- North American manual art
- Developer: Square
- Publishers: JP: Square; NA: Square Electronic Arts;
- Director: Yoichi Yoshimoto
- Producer: Yusuke Hirata
- Artists: Koji Matsuoka Tetsuya Nomura
- Writer: Koichi Ogawa
- Composer: Tsuyoshi Sekito
- Platform: PlayStation
- Release: JP: July 16, 1998; NA: November 12, 1998;
- Genres: Action, platform
- Mode: Single-player

= Brave Fencer Musashi =

1998 video game

Brave Fencer Musashi (ブレイヴフェンサー 武蔵伝, Bureivu Fensā Musashiden) is a 1998 action-platform video game developed and published by Square for the PlayStation. The game involves real-time sword-based combat in a 3D environment; it also features segments of voiced over dialogue and role-playing game elements such as a day-night cycle and resting to restore energy.

The story follows Musashi, a young swordsman who is summoned to a parallel world to defend the Allucaneet Kingdom from the Thirstquencher Empire. He searches for the Five Scrolls, which can enhance the powers of his sword, while interacting with people from Allucaneet and a nearby village.

Development began in early 1997, and was directed by Yoichi Yoshimoto, produced by Yusuke Hirata, and scored by Tsuyoshi Sekito.

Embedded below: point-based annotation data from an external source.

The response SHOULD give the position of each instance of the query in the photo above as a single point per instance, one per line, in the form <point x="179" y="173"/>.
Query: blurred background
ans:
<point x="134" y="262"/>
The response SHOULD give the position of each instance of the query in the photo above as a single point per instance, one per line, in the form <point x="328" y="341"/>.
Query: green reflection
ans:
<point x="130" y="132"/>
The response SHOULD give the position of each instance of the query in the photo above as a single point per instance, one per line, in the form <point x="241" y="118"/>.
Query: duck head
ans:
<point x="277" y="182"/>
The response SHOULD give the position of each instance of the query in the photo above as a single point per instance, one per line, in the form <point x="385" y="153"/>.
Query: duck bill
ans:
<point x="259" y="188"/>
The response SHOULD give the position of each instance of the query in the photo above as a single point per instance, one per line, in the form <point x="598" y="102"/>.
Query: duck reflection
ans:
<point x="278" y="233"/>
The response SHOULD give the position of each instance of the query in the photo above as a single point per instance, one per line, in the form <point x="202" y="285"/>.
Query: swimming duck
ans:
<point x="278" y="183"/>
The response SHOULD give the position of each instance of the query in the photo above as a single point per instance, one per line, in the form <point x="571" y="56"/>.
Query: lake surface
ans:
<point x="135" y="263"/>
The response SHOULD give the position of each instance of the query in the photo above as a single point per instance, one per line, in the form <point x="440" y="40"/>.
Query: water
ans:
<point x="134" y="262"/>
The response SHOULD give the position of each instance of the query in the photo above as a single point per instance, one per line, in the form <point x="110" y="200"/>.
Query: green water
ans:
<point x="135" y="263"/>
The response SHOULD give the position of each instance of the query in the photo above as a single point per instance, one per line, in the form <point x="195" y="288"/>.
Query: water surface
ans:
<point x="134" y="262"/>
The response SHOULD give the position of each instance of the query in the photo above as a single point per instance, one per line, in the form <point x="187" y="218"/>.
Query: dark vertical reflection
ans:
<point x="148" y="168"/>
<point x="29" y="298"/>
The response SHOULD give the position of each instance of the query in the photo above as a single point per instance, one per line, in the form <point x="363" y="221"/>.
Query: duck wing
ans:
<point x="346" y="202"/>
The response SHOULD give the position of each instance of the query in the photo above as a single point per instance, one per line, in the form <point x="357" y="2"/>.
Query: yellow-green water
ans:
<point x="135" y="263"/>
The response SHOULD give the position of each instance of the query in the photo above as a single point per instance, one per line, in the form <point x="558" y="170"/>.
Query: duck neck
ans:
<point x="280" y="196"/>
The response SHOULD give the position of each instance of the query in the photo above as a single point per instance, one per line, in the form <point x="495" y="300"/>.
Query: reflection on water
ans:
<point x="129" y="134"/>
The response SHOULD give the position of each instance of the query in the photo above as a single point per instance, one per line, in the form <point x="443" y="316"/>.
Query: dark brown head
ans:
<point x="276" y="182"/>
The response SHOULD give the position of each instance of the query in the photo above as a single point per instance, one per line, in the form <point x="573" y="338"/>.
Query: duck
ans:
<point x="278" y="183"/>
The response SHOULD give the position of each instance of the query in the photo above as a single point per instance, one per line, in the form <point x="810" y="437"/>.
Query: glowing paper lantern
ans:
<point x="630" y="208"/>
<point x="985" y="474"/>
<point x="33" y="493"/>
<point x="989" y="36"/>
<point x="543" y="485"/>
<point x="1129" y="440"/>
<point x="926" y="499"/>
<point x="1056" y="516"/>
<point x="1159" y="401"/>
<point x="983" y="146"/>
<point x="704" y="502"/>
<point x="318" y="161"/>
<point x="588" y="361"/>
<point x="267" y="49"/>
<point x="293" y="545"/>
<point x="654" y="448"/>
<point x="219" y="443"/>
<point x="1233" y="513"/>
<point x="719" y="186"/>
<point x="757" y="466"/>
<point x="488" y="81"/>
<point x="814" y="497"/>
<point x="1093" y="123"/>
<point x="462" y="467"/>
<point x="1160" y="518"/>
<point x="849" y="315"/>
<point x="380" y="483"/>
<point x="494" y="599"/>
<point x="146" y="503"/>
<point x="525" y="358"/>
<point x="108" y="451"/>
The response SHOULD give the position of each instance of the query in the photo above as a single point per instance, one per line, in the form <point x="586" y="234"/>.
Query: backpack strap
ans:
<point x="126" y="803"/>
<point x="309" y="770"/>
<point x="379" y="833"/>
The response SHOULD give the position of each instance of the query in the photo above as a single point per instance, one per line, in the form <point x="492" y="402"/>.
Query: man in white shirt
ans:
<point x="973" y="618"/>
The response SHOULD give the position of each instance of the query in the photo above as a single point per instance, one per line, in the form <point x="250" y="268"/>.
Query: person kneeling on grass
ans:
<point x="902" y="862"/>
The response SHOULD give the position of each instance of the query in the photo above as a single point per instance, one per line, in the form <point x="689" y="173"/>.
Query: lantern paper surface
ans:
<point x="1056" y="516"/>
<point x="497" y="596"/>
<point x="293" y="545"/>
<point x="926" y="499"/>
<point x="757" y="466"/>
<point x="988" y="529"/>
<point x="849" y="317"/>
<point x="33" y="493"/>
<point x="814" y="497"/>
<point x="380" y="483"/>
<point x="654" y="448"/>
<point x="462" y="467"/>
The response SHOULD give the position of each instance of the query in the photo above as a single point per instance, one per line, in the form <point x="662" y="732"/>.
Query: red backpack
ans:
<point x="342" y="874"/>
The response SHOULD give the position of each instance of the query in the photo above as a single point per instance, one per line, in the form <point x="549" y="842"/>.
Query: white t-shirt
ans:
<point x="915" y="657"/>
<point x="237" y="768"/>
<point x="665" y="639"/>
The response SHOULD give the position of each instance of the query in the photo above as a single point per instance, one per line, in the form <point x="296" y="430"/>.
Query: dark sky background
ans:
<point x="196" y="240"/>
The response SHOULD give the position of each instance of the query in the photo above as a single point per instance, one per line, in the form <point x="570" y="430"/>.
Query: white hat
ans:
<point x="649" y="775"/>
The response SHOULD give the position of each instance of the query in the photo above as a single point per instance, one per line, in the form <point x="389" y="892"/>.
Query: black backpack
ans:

The game was a departure from Square's previous role-playing video games, which brought the team several difficulties during development. The game received a positive critical response; reviewers praised the graphics in comparison to other similar games of the time, and found the gameplay, especially the action elements, very compelling. Musashi received a sequel in 2005 for the PlayStation 2 under the name of Musashi: Samurai Legend.

==Plot==
A young boy known as Musashi, reincarnated from the legendary Brave Fencer Musashi who saved the Allucaneet Kingdom from a monster called the Wizard of Darkness 150 years before, is summoned to Allucaneet by its ruler Princess Fillet to save it from the invading Thirstquencher Empire. Musashi is given the blade Fusion, and is charged with the task of obtaining Brave Fencer Musashi's sword – Lumina, the Sword of Luminescence – before the Thirstquencher Army does. Although Musashi has no intention of saving the kingdom, he agrees to do so in order to return to his homeland. After Musashi recovers Lumina, he finds that most of the people from the Allucaneet kingdom, including Fillet, have been kidnapped by the Thirstquencher Empire. In order to rescue all the residents from Allucaneet and defeat the Empire, Musashi starts searching for the Five Scrolls; each one holding an elemental power able to greatly augment the sword Lumina's powers.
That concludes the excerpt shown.